Il film del giapponese Kore'e si regge sulle due star che non hanno bisogno di recitare. E alla fine 5 minuti di applausi

I duetti fra Deneuve e Binoche sono "Le verità" più importanti

«La verità non appassiona. Sono un'attrice, non posso dire la verità», afferma Catherine Deneuve nel film Le verità (titolo originale La vérité) in cui interpreta, in un gioco a incastri, una grande attrice francese che sta girando un nuovo film e ha appena scritto un memoir addirittura «pubblicato in 100mila copie». Che però un attimo dopo scopriamo essere «solo» 50mila dalla bocca del suo maggiordomo Luc, interpretato dal grandissimo attore rohmeriano Alain Libolt. D'altro canto, in un'opera in cui nessuno sembra dire la verità, «le bugie si possono trasformare in magie» teorizza il regista giapponese Hirokazu Kore'eda in trasferta per la prima volta in Europa dove ha girato il film di apertura, e in concorso, di questa Mostra del cinema di Venezia numero 76 dove alla fine strappa più di 5 minuti di applausi. Trasportando a Parigi le atmosfere e le tematiche care al suo cinema che, anche grazie alla Palma d'Oro a Cannes lo scorso anno con Un affare di famiglia, lo hanno reso uno dei più apprezzati registi internazionali.

In Le verità (dal 3 ottobre nelle sale italiane), come un camaleonte, mette in scena una tipica commedia francese in cui la star del cinema d'Oltralpe Fabien (Catherine Deneuve) accoglie nella sua lussuosa casa parigina, con uno splendido giardino alberato i cui colori cambiano quasi in maniera impercettibile durante il film, la figlia Lumir (Juliette Binoche) che fa la sceneggiatrice ed è tornata da New York con lo spaesato marito statunitense, attore in eterna ricerca di un ruolo da protagonista (Ethan Hawke), e la figlioletta (Clémentine Grenier).

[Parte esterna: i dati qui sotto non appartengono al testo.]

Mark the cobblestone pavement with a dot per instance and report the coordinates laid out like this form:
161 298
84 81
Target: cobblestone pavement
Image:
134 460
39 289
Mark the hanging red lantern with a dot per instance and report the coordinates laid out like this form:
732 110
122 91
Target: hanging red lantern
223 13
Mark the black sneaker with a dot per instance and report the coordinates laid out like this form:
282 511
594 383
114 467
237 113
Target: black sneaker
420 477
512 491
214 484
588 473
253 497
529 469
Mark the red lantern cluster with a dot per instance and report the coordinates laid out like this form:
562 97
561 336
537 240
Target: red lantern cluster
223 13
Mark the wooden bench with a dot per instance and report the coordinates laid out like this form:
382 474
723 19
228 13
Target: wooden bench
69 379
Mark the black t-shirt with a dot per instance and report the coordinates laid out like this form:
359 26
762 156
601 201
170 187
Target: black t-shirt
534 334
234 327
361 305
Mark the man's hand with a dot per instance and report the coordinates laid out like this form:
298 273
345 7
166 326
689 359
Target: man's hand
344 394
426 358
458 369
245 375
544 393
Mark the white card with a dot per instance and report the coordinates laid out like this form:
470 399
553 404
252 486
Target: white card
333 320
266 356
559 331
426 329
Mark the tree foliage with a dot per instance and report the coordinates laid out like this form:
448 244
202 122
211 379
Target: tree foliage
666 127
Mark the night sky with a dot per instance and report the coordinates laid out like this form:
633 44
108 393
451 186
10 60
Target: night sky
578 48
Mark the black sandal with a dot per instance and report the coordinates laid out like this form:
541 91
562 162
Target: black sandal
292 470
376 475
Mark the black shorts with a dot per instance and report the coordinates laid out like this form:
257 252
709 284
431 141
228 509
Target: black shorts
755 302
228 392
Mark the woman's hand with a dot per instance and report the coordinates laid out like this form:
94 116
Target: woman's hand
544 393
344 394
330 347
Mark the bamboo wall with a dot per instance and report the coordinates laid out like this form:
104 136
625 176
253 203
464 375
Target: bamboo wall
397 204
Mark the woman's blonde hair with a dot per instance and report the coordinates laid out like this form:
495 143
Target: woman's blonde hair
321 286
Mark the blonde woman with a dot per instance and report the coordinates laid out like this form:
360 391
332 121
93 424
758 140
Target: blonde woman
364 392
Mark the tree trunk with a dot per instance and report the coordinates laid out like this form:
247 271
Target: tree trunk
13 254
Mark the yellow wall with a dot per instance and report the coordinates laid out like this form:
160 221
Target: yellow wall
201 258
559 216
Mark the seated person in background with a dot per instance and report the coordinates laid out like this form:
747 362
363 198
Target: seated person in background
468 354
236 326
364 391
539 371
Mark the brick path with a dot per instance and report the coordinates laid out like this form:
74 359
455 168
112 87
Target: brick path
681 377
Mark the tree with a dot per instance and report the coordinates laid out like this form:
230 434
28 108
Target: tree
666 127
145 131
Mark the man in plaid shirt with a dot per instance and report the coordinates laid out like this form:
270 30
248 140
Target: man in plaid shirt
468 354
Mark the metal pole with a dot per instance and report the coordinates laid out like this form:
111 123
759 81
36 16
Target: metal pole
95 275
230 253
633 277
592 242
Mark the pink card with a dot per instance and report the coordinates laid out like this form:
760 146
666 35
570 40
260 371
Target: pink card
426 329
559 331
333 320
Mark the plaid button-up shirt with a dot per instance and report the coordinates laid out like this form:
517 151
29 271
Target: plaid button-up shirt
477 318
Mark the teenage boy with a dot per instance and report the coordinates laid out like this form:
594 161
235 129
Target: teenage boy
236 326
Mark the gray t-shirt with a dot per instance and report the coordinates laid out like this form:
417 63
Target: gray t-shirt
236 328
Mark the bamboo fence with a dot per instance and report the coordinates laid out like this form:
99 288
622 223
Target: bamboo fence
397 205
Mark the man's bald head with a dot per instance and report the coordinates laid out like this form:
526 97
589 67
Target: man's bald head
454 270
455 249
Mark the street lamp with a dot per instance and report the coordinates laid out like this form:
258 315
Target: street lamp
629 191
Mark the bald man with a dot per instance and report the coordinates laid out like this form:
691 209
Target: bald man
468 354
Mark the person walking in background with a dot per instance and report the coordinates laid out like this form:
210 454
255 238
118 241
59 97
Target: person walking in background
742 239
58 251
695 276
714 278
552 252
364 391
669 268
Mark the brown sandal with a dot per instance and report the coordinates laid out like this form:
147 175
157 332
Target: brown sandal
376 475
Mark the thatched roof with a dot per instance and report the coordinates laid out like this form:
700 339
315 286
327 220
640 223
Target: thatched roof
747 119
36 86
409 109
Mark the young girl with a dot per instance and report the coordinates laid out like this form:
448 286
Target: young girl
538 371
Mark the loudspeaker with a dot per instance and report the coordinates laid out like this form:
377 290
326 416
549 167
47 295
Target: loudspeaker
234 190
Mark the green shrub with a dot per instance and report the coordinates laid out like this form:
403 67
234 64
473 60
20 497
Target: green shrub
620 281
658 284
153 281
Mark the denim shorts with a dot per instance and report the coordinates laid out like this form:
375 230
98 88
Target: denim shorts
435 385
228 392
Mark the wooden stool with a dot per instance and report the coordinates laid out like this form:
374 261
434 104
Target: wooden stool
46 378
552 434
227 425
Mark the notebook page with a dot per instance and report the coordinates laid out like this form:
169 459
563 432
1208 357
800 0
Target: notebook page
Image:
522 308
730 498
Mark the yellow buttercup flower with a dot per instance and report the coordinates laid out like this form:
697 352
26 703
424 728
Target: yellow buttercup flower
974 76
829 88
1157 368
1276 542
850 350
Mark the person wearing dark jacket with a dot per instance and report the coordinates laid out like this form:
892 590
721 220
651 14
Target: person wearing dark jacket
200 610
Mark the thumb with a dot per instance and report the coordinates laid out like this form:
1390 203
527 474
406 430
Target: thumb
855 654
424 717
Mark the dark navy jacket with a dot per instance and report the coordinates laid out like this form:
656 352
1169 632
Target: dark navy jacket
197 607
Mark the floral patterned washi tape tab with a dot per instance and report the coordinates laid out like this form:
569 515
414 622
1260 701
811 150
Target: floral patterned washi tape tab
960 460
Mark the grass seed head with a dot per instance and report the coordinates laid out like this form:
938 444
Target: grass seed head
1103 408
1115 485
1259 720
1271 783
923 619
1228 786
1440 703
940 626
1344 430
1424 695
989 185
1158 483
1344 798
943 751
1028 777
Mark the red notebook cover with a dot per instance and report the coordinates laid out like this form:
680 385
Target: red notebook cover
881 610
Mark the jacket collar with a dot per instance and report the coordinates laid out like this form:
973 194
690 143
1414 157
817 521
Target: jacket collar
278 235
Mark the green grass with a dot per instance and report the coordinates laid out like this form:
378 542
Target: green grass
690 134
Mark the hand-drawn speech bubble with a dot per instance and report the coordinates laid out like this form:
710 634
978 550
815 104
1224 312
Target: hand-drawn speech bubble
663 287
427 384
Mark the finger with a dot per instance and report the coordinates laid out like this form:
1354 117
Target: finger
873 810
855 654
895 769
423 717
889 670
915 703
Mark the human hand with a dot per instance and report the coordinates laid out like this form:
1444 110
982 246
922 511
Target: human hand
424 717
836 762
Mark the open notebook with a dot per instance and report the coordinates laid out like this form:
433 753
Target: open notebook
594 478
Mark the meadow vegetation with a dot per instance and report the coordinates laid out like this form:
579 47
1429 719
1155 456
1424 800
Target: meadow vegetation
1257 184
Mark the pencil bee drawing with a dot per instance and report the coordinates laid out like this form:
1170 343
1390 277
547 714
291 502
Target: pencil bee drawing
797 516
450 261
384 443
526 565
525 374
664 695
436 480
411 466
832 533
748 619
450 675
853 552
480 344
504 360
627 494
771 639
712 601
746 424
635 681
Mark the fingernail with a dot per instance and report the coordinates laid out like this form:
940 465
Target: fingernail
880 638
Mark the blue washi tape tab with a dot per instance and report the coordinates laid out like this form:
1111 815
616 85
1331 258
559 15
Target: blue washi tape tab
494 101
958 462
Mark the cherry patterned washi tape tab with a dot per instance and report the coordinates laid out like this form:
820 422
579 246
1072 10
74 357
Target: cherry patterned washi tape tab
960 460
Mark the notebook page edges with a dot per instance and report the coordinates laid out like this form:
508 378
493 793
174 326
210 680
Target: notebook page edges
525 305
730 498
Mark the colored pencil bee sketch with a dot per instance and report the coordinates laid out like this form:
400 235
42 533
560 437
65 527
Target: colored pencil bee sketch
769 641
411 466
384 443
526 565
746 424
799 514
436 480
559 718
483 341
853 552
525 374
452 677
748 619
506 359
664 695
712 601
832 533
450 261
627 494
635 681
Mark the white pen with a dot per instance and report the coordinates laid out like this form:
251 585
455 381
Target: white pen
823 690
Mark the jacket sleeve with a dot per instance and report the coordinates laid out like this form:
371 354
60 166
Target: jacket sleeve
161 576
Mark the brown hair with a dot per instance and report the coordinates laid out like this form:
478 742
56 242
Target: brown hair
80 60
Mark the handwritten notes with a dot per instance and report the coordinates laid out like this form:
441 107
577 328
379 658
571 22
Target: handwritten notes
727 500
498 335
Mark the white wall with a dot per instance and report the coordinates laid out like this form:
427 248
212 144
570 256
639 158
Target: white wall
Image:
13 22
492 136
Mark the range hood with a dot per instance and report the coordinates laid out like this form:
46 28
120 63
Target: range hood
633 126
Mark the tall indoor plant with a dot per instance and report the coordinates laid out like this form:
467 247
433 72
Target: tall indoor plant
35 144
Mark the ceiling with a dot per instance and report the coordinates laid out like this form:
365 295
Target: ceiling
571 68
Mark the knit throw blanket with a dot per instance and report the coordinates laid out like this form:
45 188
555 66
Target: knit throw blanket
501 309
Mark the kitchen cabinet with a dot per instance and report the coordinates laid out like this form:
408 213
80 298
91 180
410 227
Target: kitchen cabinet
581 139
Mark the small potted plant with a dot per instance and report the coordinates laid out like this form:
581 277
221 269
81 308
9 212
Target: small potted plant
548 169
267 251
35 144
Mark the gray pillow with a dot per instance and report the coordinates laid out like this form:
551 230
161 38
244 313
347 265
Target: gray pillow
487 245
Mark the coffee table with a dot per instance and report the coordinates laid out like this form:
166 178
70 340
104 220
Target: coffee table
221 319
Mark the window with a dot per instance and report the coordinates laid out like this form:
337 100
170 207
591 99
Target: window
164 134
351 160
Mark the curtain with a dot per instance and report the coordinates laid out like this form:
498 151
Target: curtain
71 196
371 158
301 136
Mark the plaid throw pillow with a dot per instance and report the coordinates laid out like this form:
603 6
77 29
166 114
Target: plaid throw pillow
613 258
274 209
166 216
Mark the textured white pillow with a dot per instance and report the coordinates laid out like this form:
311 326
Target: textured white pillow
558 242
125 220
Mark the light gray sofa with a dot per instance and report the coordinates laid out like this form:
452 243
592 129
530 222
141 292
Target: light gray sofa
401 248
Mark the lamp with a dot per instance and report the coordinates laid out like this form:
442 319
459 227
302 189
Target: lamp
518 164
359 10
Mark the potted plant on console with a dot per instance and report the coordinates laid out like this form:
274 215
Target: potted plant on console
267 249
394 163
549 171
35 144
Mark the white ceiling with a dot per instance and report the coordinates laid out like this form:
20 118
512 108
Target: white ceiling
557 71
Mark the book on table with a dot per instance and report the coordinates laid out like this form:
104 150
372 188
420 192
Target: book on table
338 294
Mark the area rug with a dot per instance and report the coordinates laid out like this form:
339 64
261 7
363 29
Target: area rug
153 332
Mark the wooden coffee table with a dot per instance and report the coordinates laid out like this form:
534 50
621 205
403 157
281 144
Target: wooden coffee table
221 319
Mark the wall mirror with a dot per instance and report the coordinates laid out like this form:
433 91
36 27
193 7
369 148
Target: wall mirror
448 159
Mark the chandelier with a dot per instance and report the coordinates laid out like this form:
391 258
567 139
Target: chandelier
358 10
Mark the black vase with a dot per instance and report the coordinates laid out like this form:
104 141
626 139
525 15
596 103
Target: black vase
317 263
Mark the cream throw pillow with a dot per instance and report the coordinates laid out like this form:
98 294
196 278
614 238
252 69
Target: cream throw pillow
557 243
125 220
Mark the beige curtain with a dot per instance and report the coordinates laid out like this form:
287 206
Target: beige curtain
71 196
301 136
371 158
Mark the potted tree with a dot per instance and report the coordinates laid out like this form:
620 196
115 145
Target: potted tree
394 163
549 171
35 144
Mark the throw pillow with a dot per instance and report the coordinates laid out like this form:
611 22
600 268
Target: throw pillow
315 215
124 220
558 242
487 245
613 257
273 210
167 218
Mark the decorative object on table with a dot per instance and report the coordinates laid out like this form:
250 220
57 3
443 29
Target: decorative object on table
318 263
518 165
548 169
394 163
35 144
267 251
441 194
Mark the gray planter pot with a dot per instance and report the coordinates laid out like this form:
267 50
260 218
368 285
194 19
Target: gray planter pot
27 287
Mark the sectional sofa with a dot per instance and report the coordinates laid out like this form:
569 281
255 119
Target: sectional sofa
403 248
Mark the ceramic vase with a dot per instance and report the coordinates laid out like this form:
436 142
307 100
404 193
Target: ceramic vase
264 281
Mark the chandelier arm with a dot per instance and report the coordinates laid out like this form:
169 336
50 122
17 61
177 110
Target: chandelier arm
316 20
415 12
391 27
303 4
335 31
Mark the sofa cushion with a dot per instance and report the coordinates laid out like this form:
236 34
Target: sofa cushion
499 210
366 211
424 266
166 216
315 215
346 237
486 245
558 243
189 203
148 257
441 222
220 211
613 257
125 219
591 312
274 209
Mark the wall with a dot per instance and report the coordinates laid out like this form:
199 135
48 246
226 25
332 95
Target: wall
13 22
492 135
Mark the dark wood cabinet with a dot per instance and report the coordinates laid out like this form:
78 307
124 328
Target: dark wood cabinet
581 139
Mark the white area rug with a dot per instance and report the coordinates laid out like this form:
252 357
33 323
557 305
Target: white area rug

Assistere ai battibecchi tra Catherine Deneuve e Juliette Binoche, per la prima volta insieme in un film è qualcosa di meraviglioso, anche perché non si sa mai bene dove finisca il film e dove inizino le biografie. Come quando la bizzosa star, interpretata da «Oui, je suis Catherine Deneuve», dice di non essersi mai scusata con un uomo o quando fa una smorfia di disappunto a sentire il nome di Brigitte Bardot pronunciato da chi fa un curioso elenco di grandi attrici con le stesse iniziali del nome e del cognome (Michèle Morgan, Simone Signoret, Greta Garbo...) oppure ancora dice di non sopportare i film dei giovani autori che muovono la macchina da presa come se stessero sulle montagne russe - «ma costa tanto un cavalletto?» - è difficile scindere tra personaggio e l'idea che si ha della Deneuve. «Io inserisco sempre molto di me stessa e del mio essere donna nei film che interpreto. Con il regista ci siamo incontrati varie volte prima delle riprese, a Parigi, a Cannes, in Giappone, e anche grazie a questi momenti abbiamo lavorato molto sulla scrittura dei personaggi», dice la grande attrice francese che in effetti gioca molto sul crinale tra realtà e finzione. Ad esempio nel film viene spesso citata un'attrice, Sarah, amica e rivale, morta anni prima, della quale Fabien conserva un vestito in casa. A qualcuno non è sfuggito il possibile riferimento alla sorella di Catherine Deneuve, l'attrice di talento Françoise Dorléac che ha recitato in La calda amante di François Truffaut e in Cul-de-sac di Roman Polanski, prima di morire a soli 25 anni in un terribile incidente stradale nella sua auto incendiatasi.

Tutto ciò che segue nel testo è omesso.